Another key area for energy-harvesting technology is industrial automation, as wireless technology presents an ideal alternative for process optimization, monitoring, and control. In the automotive industry, for example, energy-harvesting technology can be used for wireless cable harness testing. Instead of conventional cabled switches, energy-harvesting wireless switches are used with an energy generator. Just pressing a button unit produces enough energy to determine whether individual components are correctly attached to a cable harness. A further advantage is that the classic cabling on the backplane or underside of a board is not applicable.
Additional forms of energy harvesting are close to moving from the research labs into production. For example, large agricultural sites, areas of natural beauty, or sports fields (e.g., golf courses) could be fitted with maintenance-free sensors to ensure that crops or plants receive an optimal supply of water and nutrients. And forests or bush areas could use sensors to provide early warning of fires.
In logistics, energy-harvesting technology could be used to control air freight containers and communicate their parametersfor instance, position or temperature. To date, technologies like GSM or GPS are not used for logistic purposes in air freight because of their active transmitting components.
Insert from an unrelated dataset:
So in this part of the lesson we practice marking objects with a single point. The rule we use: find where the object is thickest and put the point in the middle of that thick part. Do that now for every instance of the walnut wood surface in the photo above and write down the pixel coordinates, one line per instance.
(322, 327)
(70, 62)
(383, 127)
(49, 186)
International regulations prohibit radio components that transmit permanently in flight. An extra challenge is the independence from batteries as a power source, as their regular replacement costs time and money. This is an opportunity for energy-harvesting wireless technology, which can send extremely short data telegrams and execute functions very quickly. In addition, those units that are not momentarily needed are always cut out.
Such technology is suitable for a variety of logistics systems as well. For example, take sea freight containers or supermarket cold chains. These can be governed with time offsets to reduce the cost of peak power needs. Suitable temperature sensors are fitted at critical points in a freezer to ensure that foodstuffs do not thaw. When a specified temperature is reached, these sensors send a wireless signal to a controller to the effect that power to a freezer must be restored.
In the future, energy-harvesting-powered sensors will play a major role in providing data to care and medical staff about the whereabouts, health, and comfort levels of patients in healthcare facilities. For example, a sensor placed inside the mattress will send signals stating whether the bed is occupied. Door or carpet sensors will provide data of where people are (e.g., fallen out of bed or in the bathroom).
In automobiles, it will be possible to remove the batteries from the tires in the tire-pressure monitoring system via energy-harvesting-based sensors. Such sensors will provide huge savings in the hundreds of millions of batteries that need to be disposed of annually. In aviation, thermal-driven sensors on the outside of the aircraft will save expensive and heavy cabling. Even simple passenger lighting, call button, or window dimmers could be replaced with battery-less wireless solutions, again reducing the amount of copper cable required.
Most likely, mechanical (linear motion), solar, and thermal sources will remain the major forms of energy for such sensors in the near future. RF energy harvesting, which is currently being tested by a number of groups, may be another. It uses the energy from accessible radio signals. Another form could be rotational motionfor example, harvesting energy from the flow of water or gas in a meter. No matter its source, energy harvesting is part of a future that could span every industry.